We also applied the non-blocked PMNPs to isolate the HMOs. As shown in Figure S8, the non-blocked PMNPs cannot enrich HMOs efficiently. In the MS spectrum, no HMOs' characteristic peak was detected, except for lactose, since lactose is the most abundant HMOs in human milk. The other peaks were ascribed to the undesired nonspecific interferents. This result indicated that the blocked molecules are also necessary for isolating real samples. To check the detection limit of the PMNPs for isolating real samples, we reduced the human milk amount to 0.1 μL, and applied for blocked PMNPs analysis. The MS spectrum is shown in Figure S9 in which less HMOs' characteristic peaks were detected, the peaks were ascribed to Lactose (2[Hex]), [Hex][NeuAc], 2[Hex][Fuc], 3[Hex][HexNAc][Fuc], and 3[Hex][HexNAc]2[Fuc], and the other HMOs in low abundance cannot be detected efficiently. When we further reduced the human milk concentration to 0.01 μL (Figure S10), just the lactose (m/z 381.1) and [Hex][NeuAc] (m/z 453.1) characteristic peaks were detected, and the MS signal appeared in a very low intensity. When we diluted the human milk to a lower concentration (0.001 μL), the MS cannot detect any characteristic peaks. From these results, the blocked PMNPs enable to enrich the high-abundance HMOs from the human milk in very low concentration. In comparison to other separation methods, such as affinity chromatography, PMNPs method can selectively enrich the HMOs in lower concentration, and just need little amount of human milk samples. The tedious desalting and separation process also is also simplified, and the enrichment and analysis can be completed in shorter time.

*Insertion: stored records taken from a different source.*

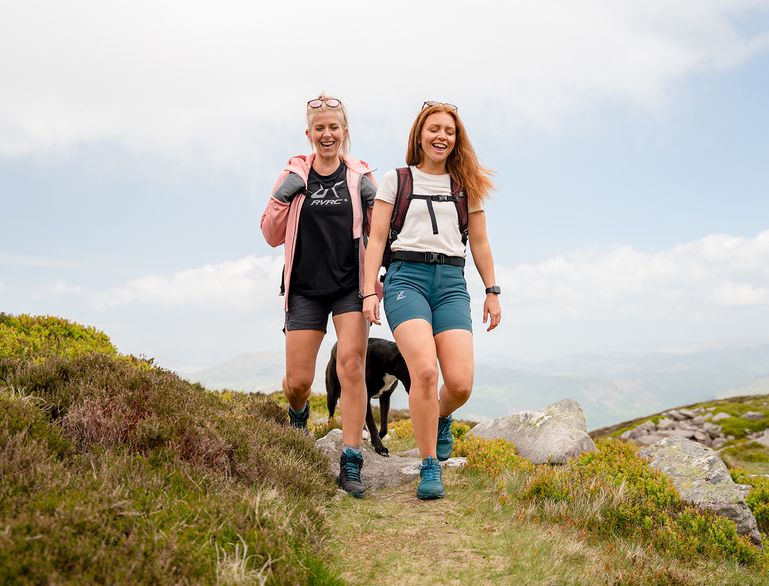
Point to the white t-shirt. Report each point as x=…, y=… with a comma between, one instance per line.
x=417, y=233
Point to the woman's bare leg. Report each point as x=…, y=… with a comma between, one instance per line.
x=301, y=353
x=415, y=342
x=352, y=342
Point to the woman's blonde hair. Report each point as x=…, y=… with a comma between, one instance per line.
x=462, y=163
x=340, y=109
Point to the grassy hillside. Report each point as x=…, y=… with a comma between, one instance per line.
x=116, y=471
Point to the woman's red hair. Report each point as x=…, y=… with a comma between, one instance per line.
x=462, y=163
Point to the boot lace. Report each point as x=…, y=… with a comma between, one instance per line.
x=431, y=472
x=351, y=469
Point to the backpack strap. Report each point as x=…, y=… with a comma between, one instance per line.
x=402, y=201
x=460, y=201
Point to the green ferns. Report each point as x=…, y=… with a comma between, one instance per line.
x=40, y=337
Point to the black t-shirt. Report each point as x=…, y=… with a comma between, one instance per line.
x=325, y=257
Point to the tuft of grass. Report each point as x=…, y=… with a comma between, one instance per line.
x=613, y=492
x=491, y=457
x=758, y=497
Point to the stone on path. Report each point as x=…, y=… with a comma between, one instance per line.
x=551, y=436
x=703, y=480
x=378, y=471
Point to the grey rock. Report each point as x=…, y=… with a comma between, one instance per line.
x=649, y=439
x=538, y=436
x=639, y=430
x=377, y=471
x=702, y=479
x=677, y=432
x=568, y=412
x=701, y=436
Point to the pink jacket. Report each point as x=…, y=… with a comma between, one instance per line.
x=280, y=220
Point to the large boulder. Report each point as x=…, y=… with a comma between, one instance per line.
x=703, y=480
x=551, y=436
x=378, y=471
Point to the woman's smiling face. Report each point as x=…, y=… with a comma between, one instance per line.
x=327, y=133
x=437, y=139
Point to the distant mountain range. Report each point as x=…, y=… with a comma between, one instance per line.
x=610, y=388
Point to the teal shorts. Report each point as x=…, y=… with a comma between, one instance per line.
x=436, y=293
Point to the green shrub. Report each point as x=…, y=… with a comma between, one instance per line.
x=40, y=337
x=613, y=492
x=758, y=497
x=491, y=457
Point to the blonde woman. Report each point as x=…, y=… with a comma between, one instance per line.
x=318, y=210
x=425, y=293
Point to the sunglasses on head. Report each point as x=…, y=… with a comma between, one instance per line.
x=318, y=102
x=449, y=106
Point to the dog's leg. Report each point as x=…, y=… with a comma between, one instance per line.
x=333, y=387
x=384, y=411
x=375, y=439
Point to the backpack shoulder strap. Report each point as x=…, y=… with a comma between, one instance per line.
x=402, y=201
x=460, y=201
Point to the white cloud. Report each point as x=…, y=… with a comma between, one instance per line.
x=703, y=293
x=220, y=81
x=236, y=285
x=741, y=294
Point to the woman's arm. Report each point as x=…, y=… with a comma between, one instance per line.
x=484, y=262
x=275, y=216
x=380, y=228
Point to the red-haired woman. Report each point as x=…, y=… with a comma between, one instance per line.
x=318, y=209
x=425, y=293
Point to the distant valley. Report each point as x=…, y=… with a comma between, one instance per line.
x=609, y=388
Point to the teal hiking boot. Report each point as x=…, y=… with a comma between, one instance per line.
x=349, y=473
x=298, y=419
x=445, y=439
x=430, y=484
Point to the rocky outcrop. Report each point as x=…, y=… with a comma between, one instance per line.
x=550, y=436
x=694, y=424
x=703, y=480
x=378, y=471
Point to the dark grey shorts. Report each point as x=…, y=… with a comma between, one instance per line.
x=311, y=313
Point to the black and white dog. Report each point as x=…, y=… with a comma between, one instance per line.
x=384, y=368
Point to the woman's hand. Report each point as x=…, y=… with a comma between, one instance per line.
x=491, y=309
x=371, y=309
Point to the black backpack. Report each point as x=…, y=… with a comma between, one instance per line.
x=403, y=197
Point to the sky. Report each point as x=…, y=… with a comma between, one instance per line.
x=139, y=142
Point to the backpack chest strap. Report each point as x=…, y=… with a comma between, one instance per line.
x=429, y=199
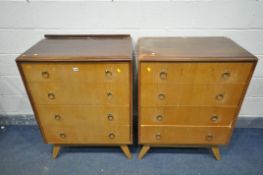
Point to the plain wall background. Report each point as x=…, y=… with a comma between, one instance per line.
x=23, y=23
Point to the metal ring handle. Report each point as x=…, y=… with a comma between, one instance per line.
x=51, y=95
x=45, y=74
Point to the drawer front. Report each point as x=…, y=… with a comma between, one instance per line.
x=195, y=72
x=80, y=93
x=73, y=115
x=74, y=72
x=92, y=134
x=195, y=94
x=188, y=115
x=184, y=135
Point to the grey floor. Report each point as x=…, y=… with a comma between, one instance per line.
x=23, y=152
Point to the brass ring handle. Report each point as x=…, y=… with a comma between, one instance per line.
x=209, y=137
x=163, y=75
x=220, y=97
x=111, y=135
x=158, y=136
x=108, y=73
x=214, y=118
x=57, y=117
x=45, y=74
x=110, y=117
x=161, y=96
x=62, y=135
x=51, y=96
x=159, y=117
x=109, y=94
x=226, y=75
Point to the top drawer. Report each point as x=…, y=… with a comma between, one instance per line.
x=72, y=72
x=195, y=72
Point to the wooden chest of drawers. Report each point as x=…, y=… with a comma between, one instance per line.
x=190, y=90
x=80, y=88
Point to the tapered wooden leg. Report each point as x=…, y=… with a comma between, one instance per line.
x=125, y=149
x=216, y=152
x=143, y=151
x=56, y=149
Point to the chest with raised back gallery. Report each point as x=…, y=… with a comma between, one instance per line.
x=80, y=88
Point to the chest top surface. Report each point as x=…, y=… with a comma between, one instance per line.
x=191, y=49
x=80, y=48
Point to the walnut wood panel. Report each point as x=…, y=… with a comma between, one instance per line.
x=188, y=115
x=80, y=48
x=80, y=93
x=74, y=115
x=195, y=94
x=92, y=134
x=182, y=72
x=183, y=135
x=191, y=49
x=77, y=72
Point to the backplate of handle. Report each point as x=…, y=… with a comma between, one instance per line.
x=45, y=74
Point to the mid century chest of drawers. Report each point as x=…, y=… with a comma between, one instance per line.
x=190, y=90
x=80, y=89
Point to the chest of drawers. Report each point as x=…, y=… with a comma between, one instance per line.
x=80, y=89
x=190, y=90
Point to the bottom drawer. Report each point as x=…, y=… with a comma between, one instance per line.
x=184, y=135
x=86, y=135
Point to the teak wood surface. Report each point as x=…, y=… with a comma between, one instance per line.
x=196, y=85
x=80, y=89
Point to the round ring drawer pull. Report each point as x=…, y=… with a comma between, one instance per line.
x=57, y=117
x=209, y=137
x=158, y=136
x=45, y=74
x=215, y=118
x=159, y=118
x=62, y=135
x=111, y=135
x=108, y=73
x=226, y=75
x=109, y=94
x=163, y=75
x=51, y=96
x=161, y=96
x=220, y=97
x=110, y=117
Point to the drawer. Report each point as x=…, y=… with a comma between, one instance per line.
x=184, y=135
x=195, y=72
x=188, y=115
x=80, y=93
x=82, y=134
x=72, y=72
x=74, y=115
x=195, y=94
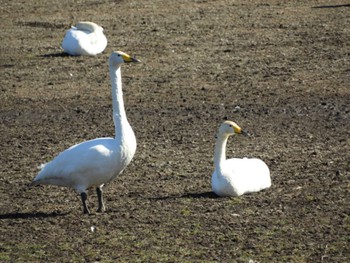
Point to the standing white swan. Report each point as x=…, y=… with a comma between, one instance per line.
x=96, y=162
x=86, y=38
x=234, y=177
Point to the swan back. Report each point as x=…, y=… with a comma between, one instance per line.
x=89, y=27
x=86, y=38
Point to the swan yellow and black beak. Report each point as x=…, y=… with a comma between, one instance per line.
x=127, y=58
x=238, y=130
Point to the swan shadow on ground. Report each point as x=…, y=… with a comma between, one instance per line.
x=207, y=195
x=55, y=55
x=31, y=215
x=332, y=6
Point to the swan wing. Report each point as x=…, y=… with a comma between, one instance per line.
x=91, y=163
x=240, y=176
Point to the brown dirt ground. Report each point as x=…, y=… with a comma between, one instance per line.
x=278, y=68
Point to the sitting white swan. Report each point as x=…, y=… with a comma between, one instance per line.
x=96, y=162
x=86, y=38
x=234, y=177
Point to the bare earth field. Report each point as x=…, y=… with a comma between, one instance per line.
x=280, y=69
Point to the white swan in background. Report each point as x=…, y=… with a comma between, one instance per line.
x=234, y=177
x=86, y=38
x=96, y=162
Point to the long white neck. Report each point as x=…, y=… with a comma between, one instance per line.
x=119, y=115
x=220, y=150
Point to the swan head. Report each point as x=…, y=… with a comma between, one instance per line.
x=89, y=27
x=228, y=128
x=119, y=57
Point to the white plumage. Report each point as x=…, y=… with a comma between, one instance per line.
x=95, y=162
x=86, y=38
x=235, y=177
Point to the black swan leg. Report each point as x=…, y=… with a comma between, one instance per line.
x=101, y=206
x=83, y=199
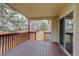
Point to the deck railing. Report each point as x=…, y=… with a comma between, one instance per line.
x=10, y=41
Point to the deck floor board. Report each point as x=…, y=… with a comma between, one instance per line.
x=36, y=48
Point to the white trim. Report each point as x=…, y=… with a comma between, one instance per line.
x=74, y=31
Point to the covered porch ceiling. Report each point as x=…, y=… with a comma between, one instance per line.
x=39, y=9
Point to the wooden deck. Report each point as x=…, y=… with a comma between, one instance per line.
x=36, y=48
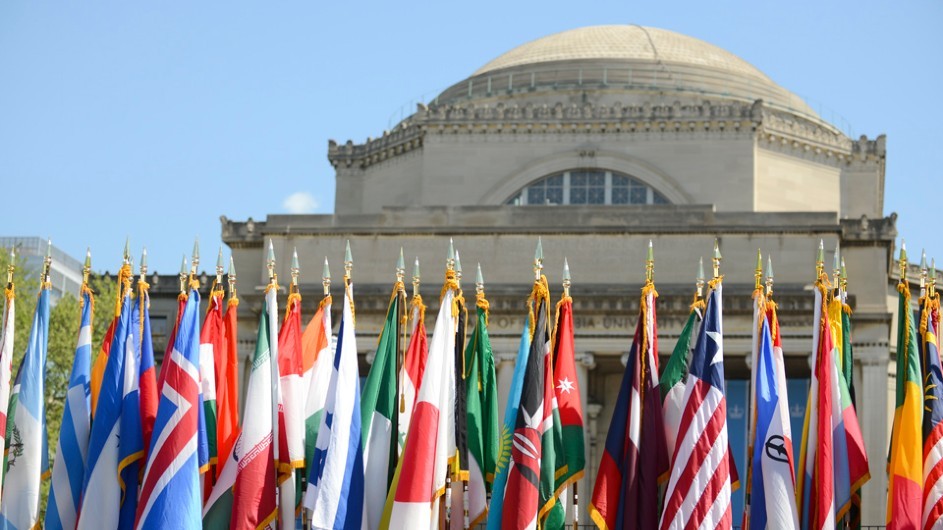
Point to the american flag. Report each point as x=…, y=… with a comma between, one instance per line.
x=698, y=494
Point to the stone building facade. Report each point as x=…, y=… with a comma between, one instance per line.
x=597, y=140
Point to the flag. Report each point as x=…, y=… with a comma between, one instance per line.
x=522, y=493
x=378, y=407
x=635, y=459
x=6, y=368
x=933, y=416
x=147, y=384
x=116, y=441
x=251, y=462
x=414, y=364
x=413, y=501
x=699, y=487
x=211, y=346
x=567, y=393
x=482, y=402
x=905, y=461
x=28, y=456
x=170, y=491
x=336, y=488
x=68, y=471
x=227, y=385
x=832, y=461
x=318, y=364
x=496, y=508
x=290, y=410
x=253, y=501
x=773, y=488
x=675, y=375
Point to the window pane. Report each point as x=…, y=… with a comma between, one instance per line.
x=577, y=195
x=620, y=195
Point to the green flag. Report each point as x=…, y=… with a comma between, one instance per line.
x=482, y=412
x=378, y=406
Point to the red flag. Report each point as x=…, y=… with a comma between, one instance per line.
x=227, y=385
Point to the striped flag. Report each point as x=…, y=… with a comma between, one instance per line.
x=699, y=488
x=635, y=459
x=773, y=489
x=170, y=491
x=378, y=414
x=414, y=364
x=413, y=501
x=150, y=399
x=482, y=400
x=336, y=487
x=933, y=417
x=227, y=385
x=318, y=365
x=68, y=471
x=534, y=418
x=6, y=367
x=251, y=462
x=290, y=410
x=110, y=454
x=28, y=455
x=496, y=508
x=211, y=346
x=905, y=469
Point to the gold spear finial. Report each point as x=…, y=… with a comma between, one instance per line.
x=903, y=261
x=820, y=260
x=86, y=267
x=348, y=262
x=700, y=280
x=769, y=276
x=650, y=263
x=295, y=269
x=272, y=277
x=538, y=260
x=717, y=259
x=231, y=277
x=326, y=278
x=219, y=267
x=11, y=267
x=758, y=271
x=183, y=274
x=566, y=277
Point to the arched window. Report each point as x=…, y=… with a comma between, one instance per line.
x=587, y=186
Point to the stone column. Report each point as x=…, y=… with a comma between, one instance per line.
x=504, y=370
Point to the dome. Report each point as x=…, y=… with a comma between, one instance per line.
x=624, y=59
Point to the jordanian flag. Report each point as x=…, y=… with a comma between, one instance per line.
x=482, y=403
x=378, y=406
x=244, y=494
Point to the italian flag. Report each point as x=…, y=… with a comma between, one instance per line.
x=482, y=399
x=244, y=495
x=378, y=407
x=291, y=421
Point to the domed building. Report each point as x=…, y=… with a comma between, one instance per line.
x=598, y=140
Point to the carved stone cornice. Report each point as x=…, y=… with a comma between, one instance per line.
x=677, y=120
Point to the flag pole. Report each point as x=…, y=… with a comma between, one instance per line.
x=576, y=484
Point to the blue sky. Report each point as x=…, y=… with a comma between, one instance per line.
x=153, y=119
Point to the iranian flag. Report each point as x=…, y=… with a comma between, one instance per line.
x=317, y=362
x=244, y=495
x=414, y=364
x=482, y=400
x=290, y=410
x=378, y=412
x=413, y=501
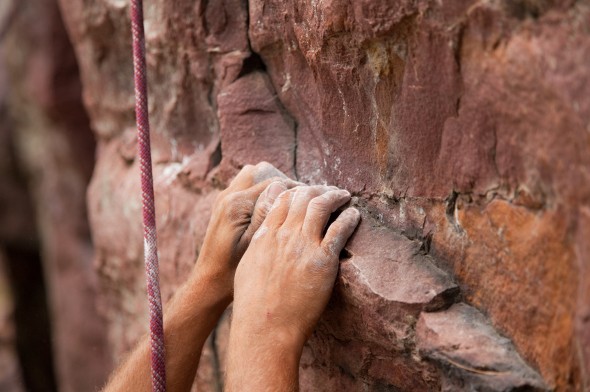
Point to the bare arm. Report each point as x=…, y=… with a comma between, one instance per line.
x=196, y=308
x=282, y=286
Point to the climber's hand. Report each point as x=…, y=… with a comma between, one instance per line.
x=237, y=213
x=286, y=276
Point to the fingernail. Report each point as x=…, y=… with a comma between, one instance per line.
x=354, y=213
x=343, y=193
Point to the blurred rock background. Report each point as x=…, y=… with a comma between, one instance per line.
x=461, y=127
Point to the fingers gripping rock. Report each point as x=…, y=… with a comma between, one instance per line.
x=339, y=231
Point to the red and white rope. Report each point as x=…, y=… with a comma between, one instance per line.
x=158, y=364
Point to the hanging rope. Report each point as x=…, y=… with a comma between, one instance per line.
x=150, y=249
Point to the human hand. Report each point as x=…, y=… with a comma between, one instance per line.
x=286, y=276
x=237, y=213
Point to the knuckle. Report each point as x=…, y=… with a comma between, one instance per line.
x=283, y=234
x=318, y=205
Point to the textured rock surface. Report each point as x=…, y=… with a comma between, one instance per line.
x=463, y=128
x=55, y=155
x=461, y=339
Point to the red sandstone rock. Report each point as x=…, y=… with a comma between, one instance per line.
x=473, y=355
x=461, y=126
x=55, y=152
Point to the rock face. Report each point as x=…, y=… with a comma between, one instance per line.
x=54, y=150
x=462, y=127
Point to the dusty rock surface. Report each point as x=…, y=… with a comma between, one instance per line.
x=462, y=127
x=42, y=203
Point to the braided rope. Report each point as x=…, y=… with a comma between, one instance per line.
x=150, y=249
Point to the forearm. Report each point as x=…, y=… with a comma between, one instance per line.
x=189, y=319
x=262, y=361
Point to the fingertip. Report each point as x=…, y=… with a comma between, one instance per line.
x=275, y=189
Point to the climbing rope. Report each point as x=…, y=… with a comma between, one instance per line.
x=150, y=250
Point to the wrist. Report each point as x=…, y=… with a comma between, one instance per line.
x=269, y=335
x=210, y=287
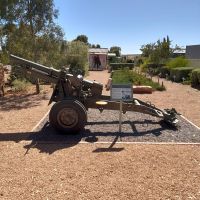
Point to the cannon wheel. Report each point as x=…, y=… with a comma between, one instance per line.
x=68, y=116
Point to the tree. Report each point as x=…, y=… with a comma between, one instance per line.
x=158, y=52
x=116, y=50
x=82, y=38
x=35, y=13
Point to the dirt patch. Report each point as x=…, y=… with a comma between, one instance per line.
x=22, y=111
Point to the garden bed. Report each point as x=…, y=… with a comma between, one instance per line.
x=127, y=76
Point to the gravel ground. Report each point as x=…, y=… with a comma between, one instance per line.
x=185, y=99
x=136, y=127
x=45, y=165
x=85, y=172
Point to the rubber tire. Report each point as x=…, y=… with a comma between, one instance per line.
x=75, y=105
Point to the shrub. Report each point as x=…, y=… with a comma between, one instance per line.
x=20, y=85
x=195, y=77
x=178, y=62
x=180, y=73
x=77, y=57
x=127, y=76
x=163, y=71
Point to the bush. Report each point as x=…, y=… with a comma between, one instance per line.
x=127, y=76
x=20, y=85
x=77, y=57
x=180, y=73
x=163, y=71
x=116, y=66
x=178, y=62
x=195, y=77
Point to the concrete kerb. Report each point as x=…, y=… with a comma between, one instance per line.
x=38, y=124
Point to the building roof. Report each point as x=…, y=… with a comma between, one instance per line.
x=98, y=50
x=111, y=54
x=181, y=51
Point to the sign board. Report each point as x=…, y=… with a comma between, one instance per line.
x=123, y=92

We have explored a facile method for selective enrichment and analysis of saccharides. Fe3O4 MNPs were fabricated by coprecipitation method, and modified with phenylboronic acid and “blocking” molecules onto the particle surface, which enabled the magnetic nanoparticles to selectively bind saccharides efficiently. The PMNPs can be easily separated from the solvent by applying assistant magnet field, therefore, the enrichment process was rapid and user-friendly. Given higher surface-to-volume ratio, the nanoparticles can carry relatively larger amount of boronic acid moieties, which enhanced the detection sensitivity. The enriched saccharides together with the PMNPs can be directly detected by MALDI-TOF MS, without further eluting steps, different from currently widely used affinity columns. This avoided unnecessary sample loss and helped to lower the detection limits of this enrichment method, for small sugar molecules detection, the detection limits were reached to pmol level. Furthermore, we successfully validated the method to identify the N-glycans and human milk oligosaccharides (HMOs) in low content. The established method provided a rapid and reliable approach for glycomic analysis.